LASER's have been fired to the moon and bounced back using equipment left there by the Apollo astronauts. They entertain us with LASER light shows. We enjoy music on our CD's, movies on our DVD players and store and retrieve information from our computer's CD-ROM, all though the use of lasers. We then print out our information with LASER printers.
Did you ever have one of the frozen "BBQ" hamburgers for lunch? Did you notice the BBQ grill marks on the hamburger? They are not put there from a BBQ, they are put there by passing the hamburger over laser beams before packaging!
With automobiles, many of the parts were welded together using LASERs attached to robotic arms at the factory.
And the list goes on and on. As you can see, LASER's have become a very important part of all of our lives. And its use will continue to grow well into the next century and beyond.
Are LASERs Dangerous?
LASER light is a very "concentrated" type of light and therefore you should NEVER look directly into the beam no matter how low power the laser is. This includes the popular laser pointers currently on the market.
Military LASERs are so powerful that they can knock missles out of the sky. LASERs can provide enough heat to weld metal parts together -- or actually vaporize others.
The LASERs that you will probably come in contact with in your classroom or as an amateur or hobbyist holographer will commonly fall under the category of low-power LASER. Most of the LASERs used for creating holograms fall in the power range of milliwatts, or thousandths of a watt. Classroom power LASERs are very safe LASERs to work with, however, as with all LASERs, you still should never look directly into the beam.
Help keep LASERs and holography safe -- practice good experimental procedures at all times.
You are the generation that will see holograms become an everyday experience. They will be present from entertainment, to saving someone's life through holographic medical imaging. Perhaps one day you will become involved with holograms yourself. If you do, I hope that you remember your short time here at the HoloKids web page!
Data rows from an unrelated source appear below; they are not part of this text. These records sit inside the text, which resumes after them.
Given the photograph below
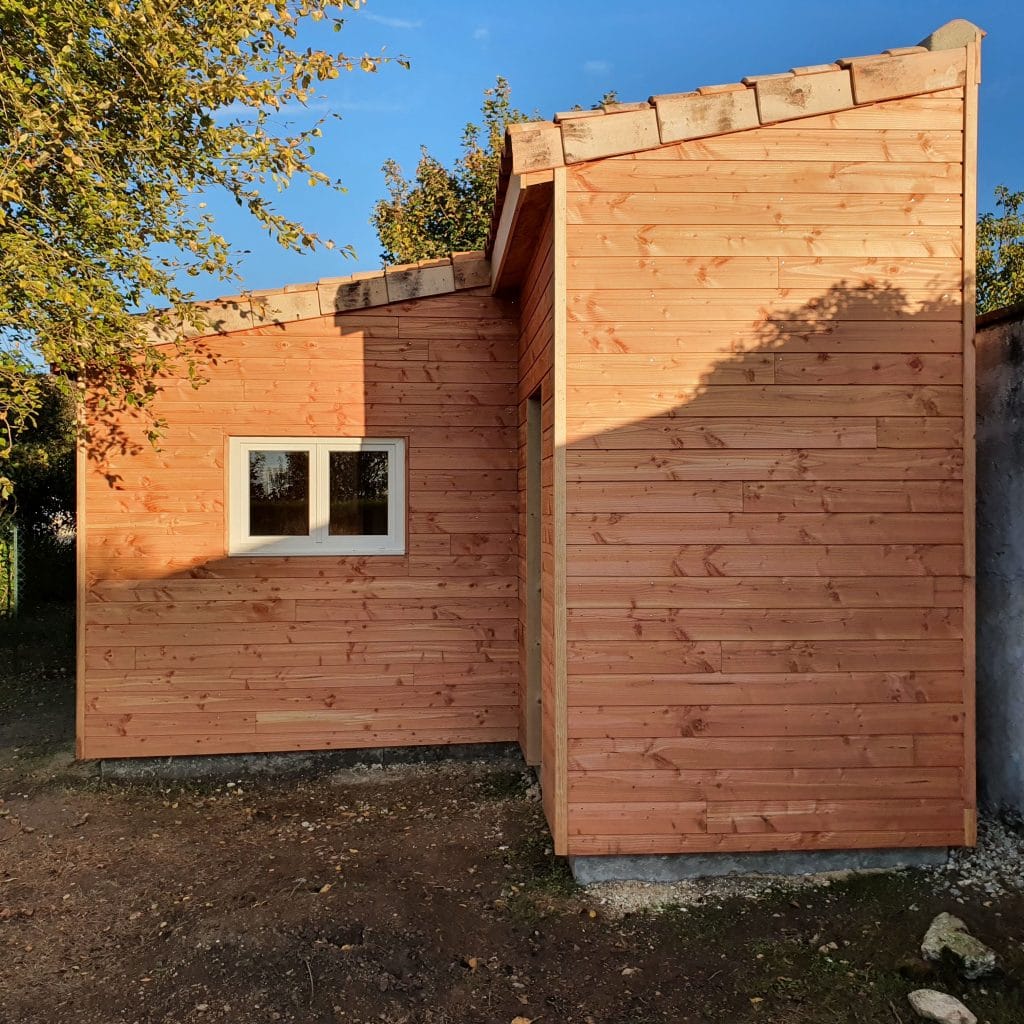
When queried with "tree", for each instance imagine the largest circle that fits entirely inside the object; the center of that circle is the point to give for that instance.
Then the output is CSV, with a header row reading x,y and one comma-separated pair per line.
x,y
443,211
1000,252
118,117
However, regardless of what it is that you choose to do, I want to wish you the very best of luck in your journey through life. I always like to remember a quote by President Abraham Lincoln. It goes like this: "Whatever you are, be a good one."
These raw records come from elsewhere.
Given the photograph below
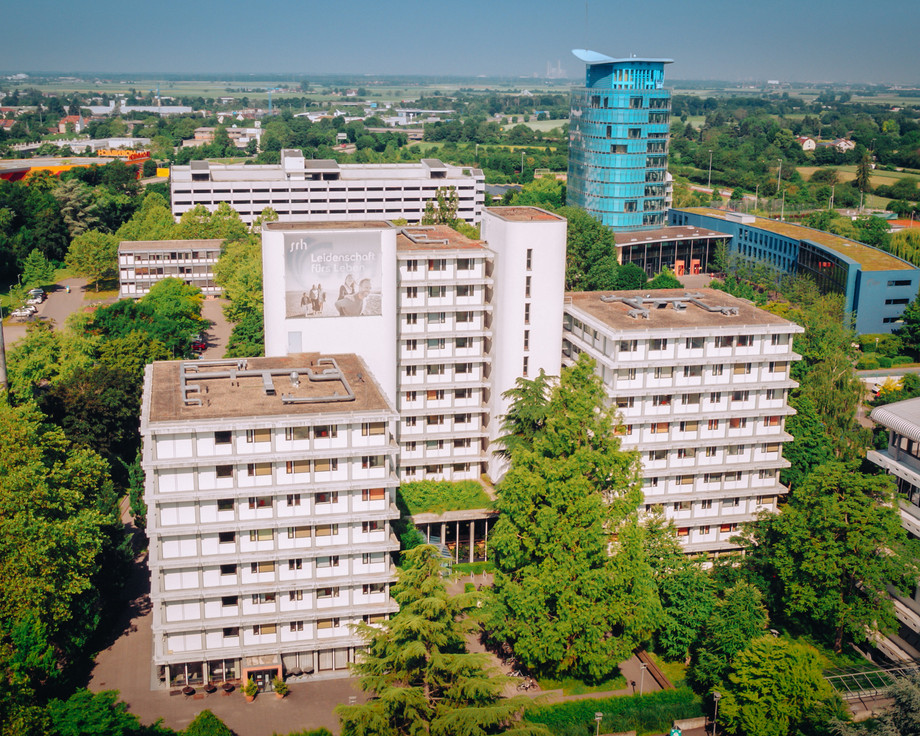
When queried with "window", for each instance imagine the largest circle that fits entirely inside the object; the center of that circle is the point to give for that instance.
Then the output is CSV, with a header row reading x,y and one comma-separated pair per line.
x,y
261,535
296,466
253,469
296,433
258,435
One last VERY important message . . .It is very important that you realize that the Internet is filled with misinformation about holograms and what they are. Not just a little bit of misinformation, but a LOT of misinformation. Just because something is 3D, does not mean that it is a hologram. The ONLY time that something can be called a TRUE hologram, is when it is created using the science and technology of HOLOGRAPHY, a Nobel Prize-winning field of study. Then, and only then, can it be a hologram. So . . . beware, okay?